The city of Oporto overlooks the Douro River in an urban landscape that has a 2,000 year history. The city has been in existence from the time of Romans (it was known as Portus). Its uninterrupted growth has been linked to the sea and has many varied monuments such as the Romanesque cathedral, the neoclassical Stock Exchange and the Portuguese Manueline Church of Santa Clara.
The town’s historic center is of high aesthetic value. Its urban evidence showcases development from Roman, Medieval and Almadas eras. It is home to rich and varied architectural marvels that feature Romanesque, Gothic, Renaissance, Baroque, Neoclassical and Modern styles of architecture in that order.
The social and institutional fabric of the town has ensured survival of the history as a military, agricultural and commercial urban center. The town is a collection of masterful works by various architects from different periods of time. Oporto has a scenic character defined by complexity of landforms and their harmonious articulation of roads. It represents a successful interaction of social and geographical environments.

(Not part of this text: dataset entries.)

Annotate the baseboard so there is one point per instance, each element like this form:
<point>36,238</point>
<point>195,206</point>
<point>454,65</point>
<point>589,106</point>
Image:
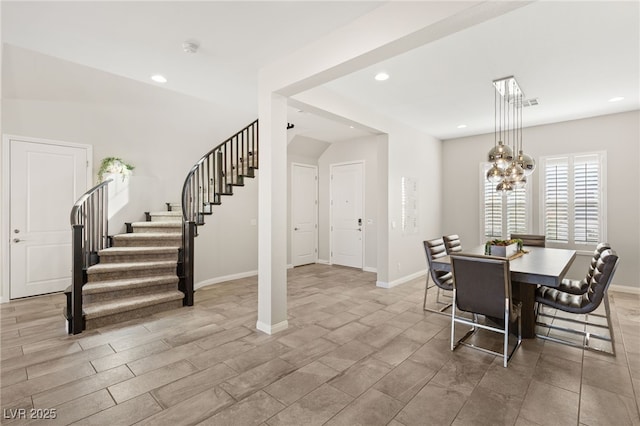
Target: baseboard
<point>272,329</point>
<point>402,280</point>
<point>625,289</point>
<point>225,278</point>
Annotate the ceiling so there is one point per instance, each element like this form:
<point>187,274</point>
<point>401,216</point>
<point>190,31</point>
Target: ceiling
<point>572,56</point>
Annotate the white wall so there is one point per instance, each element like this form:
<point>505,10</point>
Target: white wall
<point>617,134</point>
<point>361,149</point>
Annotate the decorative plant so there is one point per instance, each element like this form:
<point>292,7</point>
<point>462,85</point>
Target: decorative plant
<point>114,165</point>
<point>488,244</point>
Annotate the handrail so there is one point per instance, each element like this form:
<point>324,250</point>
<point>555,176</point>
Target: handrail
<point>213,176</point>
<point>89,223</point>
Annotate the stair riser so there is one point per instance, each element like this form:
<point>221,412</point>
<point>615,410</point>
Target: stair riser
<point>128,258</point>
<point>127,274</point>
<point>149,229</point>
<point>168,242</point>
<point>93,323</point>
<point>128,292</point>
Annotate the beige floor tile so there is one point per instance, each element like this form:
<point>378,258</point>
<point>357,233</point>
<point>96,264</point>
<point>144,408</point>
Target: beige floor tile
<point>299,383</point>
<point>371,408</point>
<point>68,361</point>
<point>314,409</point>
<point>252,410</point>
<point>433,405</point>
<point>256,378</point>
<point>404,381</point>
<point>347,332</point>
<point>361,376</point>
<point>602,407</point>
<point>308,353</point>
<point>160,359</point>
<point>43,383</point>
<point>81,387</point>
<point>151,380</point>
<point>193,410</point>
<point>125,414</point>
<point>193,384</point>
<point>129,355</point>
<point>546,404</point>
<point>346,355</point>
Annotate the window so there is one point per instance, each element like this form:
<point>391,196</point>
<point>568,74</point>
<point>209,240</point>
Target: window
<point>572,197</point>
<point>504,213</point>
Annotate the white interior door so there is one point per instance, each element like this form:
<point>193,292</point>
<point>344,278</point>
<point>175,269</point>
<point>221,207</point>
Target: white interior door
<point>304,214</point>
<point>347,214</point>
<point>46,180</point>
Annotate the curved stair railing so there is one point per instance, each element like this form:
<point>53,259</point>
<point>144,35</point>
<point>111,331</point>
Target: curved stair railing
<point>214,175</point>
<point>89,223</point>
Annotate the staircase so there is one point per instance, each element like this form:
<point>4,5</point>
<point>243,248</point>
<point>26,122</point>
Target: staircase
<point>137,275</point>
<point>150,268</point>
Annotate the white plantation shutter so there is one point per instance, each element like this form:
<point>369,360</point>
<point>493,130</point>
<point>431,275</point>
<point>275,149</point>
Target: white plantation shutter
<point>504,214</point>
<point>556,199</point>
<point>586,173</point>
<point>573,199</point>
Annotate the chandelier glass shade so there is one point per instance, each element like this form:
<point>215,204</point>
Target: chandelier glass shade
<point>510,165</point>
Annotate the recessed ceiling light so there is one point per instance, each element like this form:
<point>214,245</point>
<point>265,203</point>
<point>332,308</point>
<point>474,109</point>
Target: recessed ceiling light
<point>159,78</point>
<point>382,76</point>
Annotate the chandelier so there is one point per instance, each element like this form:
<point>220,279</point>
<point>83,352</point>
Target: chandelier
<point>510,165</point>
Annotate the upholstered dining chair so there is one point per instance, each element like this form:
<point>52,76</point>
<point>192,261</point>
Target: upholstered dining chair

Since the 8th century, the area on the banks of Douro River has been occupied. It got some Roman embellishment under the name ‘Portus’. In the 5th century, the barbarians arrived and the town quickly became their administrative and trading center. By 11th century, the city was firmly in the Castilian realm. In 1374, the town started expanding with the construction of a new town wall to encompass 2 urban areas, the old town and the extramural harbor.

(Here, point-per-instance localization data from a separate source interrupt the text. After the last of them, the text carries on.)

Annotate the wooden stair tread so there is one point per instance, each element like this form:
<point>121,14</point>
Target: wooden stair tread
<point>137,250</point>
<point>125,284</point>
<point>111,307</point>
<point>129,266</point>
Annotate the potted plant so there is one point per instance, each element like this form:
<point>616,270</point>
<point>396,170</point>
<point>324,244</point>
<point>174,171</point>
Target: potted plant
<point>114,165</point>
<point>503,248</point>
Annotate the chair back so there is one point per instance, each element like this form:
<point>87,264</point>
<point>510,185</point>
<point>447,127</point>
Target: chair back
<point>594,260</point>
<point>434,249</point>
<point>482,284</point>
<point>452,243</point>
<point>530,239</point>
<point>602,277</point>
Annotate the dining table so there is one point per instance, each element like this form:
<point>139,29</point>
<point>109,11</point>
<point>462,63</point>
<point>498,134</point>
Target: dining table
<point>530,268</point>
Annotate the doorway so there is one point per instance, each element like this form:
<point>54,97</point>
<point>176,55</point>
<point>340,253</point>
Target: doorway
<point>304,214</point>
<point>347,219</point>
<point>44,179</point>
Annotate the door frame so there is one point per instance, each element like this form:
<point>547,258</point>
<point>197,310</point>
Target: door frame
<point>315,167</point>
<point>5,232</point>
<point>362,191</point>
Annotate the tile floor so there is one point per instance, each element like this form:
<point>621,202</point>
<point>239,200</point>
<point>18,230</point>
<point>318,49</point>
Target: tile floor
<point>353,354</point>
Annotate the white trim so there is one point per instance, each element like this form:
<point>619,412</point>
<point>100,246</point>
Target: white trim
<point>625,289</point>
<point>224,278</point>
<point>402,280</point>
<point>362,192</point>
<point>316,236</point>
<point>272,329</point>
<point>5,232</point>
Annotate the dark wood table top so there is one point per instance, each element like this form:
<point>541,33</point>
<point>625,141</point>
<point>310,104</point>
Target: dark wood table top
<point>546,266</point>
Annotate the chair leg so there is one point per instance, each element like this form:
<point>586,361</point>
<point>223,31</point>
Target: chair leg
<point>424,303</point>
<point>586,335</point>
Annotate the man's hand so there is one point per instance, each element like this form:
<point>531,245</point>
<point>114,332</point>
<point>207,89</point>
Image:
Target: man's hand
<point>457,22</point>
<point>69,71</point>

By supporting the expeditions of Henry the Navigator, Oporto put itself on a pedestal position in welcoming English entrepreneurs who invested in vineyards located in the Douro valley. Within no time, Oporto had become the port of export for wines. With the money from these exports, the town inhabitant started building the Baroque buildings – some of which remain to date.
Oporto was where the Liberal Revolution if the 1820 started. It led to the seminal adoption of the Constitution by the monarchy in 1822. In the 19th century, the development of the town gradually moved from the banks of Douro River to Praca da Liberdade. In 1875, Gustave Eiffel built a bridge across the river and this ushered a new era of architectural development.
Points of Interest in the City
- The 14th-century Fernandine walls
- Gothic churches such as São Francisco, São Lourenço dos Grillos (Mannerist), Santa Clara (Gothic Manueline style), Nossa Senhora da Vitória (Renaissance), lgreja da Misericórdia (Baroque), and lgreja dos Clérigos of Niccolò Nazzoni
- Public buildings – This includes the São João Theatre, the Palácio da Batalha, the Palácio das Sereias and the former Prison da Relação.
- The neo-Palladian Hospital Sant'António
- The Palace da Bolsa in neoclassical style
- The Ferreira Borges Market
- The São Bento railway station
- The Paços do Concelho
Frankly, there is no better tourist destination in Portugal than Oporto. From the football clubs to ancient buildings to exotic wines, you will not regret that you chose this ancient city as your holiday destination.